Além disso, Londres ajudou as autoridades iranianas a destruir o partido Tudeh, o maior e o mais poderoso partido político de esquerda do país. Em 1982, o major da KGB Vladimir Kuzichkin desertou para o Reino Unido e forneceu informações valiosas – incluindo uma lista de agentes soviéticos no Irã. Isso foi transmitido pelos MI6 às autoridades iranianas, que executaram dezenas de pessoas indicadas na lista, prenderam mais de 1.000 membros do Tudeh e proibiram o partido.
O empate
A violência desencadeada por essa revelação não pode ser comparada com o derramamento de sangue desencadeado pela contribuição britânica para a guerra entre o Irã e o Iraque.

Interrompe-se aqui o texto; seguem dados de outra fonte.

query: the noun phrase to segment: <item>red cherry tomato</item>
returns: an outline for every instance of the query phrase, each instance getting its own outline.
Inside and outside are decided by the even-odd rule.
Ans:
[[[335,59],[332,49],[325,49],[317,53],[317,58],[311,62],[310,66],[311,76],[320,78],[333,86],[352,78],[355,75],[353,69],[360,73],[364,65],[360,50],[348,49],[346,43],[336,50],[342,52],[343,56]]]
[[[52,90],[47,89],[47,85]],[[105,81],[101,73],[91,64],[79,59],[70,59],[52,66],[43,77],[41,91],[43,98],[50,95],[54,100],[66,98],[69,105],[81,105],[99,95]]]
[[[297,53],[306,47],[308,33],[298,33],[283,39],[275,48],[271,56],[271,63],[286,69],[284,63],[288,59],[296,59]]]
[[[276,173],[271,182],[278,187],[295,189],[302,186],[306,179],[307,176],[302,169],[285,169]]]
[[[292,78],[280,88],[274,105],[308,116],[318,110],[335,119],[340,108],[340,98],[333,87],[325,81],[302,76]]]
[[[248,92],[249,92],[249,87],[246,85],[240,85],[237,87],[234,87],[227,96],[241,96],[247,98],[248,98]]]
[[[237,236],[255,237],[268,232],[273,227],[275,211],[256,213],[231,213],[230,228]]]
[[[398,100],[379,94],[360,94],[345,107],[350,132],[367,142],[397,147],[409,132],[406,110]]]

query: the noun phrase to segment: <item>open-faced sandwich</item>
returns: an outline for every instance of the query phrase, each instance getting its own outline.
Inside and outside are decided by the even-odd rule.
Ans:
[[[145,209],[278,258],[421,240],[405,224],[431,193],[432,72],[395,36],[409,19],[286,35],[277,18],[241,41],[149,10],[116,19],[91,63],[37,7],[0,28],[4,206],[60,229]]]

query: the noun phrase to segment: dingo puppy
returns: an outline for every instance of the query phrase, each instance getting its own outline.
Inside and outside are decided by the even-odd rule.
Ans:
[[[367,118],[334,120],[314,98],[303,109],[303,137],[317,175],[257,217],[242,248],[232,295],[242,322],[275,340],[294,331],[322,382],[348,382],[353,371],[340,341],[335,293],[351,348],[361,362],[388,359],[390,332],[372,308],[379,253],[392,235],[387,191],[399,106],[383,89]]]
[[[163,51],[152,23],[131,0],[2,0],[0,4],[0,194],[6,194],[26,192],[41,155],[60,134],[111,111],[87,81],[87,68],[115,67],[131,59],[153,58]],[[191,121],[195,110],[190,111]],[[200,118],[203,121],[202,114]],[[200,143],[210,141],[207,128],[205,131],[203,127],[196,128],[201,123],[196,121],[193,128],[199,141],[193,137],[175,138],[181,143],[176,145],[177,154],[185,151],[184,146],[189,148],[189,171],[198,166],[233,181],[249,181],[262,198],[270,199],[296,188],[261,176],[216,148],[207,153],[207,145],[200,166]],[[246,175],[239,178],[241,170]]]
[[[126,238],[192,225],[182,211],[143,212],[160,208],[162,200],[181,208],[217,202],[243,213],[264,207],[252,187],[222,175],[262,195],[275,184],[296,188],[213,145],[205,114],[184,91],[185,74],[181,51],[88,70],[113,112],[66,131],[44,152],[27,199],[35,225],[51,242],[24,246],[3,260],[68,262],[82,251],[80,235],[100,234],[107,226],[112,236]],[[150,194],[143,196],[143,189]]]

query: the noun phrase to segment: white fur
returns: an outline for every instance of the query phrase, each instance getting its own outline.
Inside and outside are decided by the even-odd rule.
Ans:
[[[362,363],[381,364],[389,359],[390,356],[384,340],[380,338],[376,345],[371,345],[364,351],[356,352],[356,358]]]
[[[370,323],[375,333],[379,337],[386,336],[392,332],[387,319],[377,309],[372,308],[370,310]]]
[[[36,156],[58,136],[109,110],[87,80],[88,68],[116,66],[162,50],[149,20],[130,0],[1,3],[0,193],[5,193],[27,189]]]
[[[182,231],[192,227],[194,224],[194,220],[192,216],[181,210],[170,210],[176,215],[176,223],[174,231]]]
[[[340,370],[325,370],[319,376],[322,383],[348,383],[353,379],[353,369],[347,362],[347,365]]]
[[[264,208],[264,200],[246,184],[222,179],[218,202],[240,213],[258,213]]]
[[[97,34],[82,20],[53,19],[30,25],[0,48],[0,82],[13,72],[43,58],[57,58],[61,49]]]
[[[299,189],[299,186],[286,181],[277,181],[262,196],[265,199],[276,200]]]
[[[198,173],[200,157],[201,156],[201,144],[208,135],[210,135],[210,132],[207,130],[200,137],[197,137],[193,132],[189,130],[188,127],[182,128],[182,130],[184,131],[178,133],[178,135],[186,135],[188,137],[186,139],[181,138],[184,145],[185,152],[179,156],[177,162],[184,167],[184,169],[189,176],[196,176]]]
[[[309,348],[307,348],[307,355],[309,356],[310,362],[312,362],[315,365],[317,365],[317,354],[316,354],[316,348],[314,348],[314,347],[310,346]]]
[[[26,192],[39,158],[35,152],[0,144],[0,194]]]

Dois anos antes, Washington, profundamente descontente com a chegada de Ruhollah Khomeini ao poder, entrou em contato com o então governante do Iraque, um aliado próximo dos EUA, e forneceu armas e apoio financeiro para este invadir o território do Irã. Hussein, que considerava o fundamentalismo xiita como uma ameaça ao seu poder, aceitou essa proposta e invadiu o Irã em 22 de setembro de 1980. Tanto Saddam Hussein como o então presidente dos EUA Jimmy Carter apostaram no rápido colapso do recém-criado regime dos aiatolás. Entretanto, o conflito se transformou na guerra mais longa do século XX.
Violando o embargo da ONU ao fornecimento de armas a qualquer país, tanto os EUA como o Reino Unido continuariam a fornecer armas às duas partes do conflito. Nenhum funcionário foi processado ou penalizado por seu papel na complexa conspiração.
A posição extremamente agressiva de Londres em relação a Teerã hoje em dia é ainda mais perversa, levando em conta que Londres desempenhou um papel tão crucial na promoção e apoio de Ruhollah Khomeini, durante e depois da Revolução Islâmica, fez vista grossa às ações de seu governo e não poupou esforços para treinar e equipar as forças iranianas.
Só nos resta adivinhar quantas armas britânicas ainda circulam entre os militares do país e se a história do Irã teria seguido o mesmo caminho sem o apoio de Londres ao aiatolá.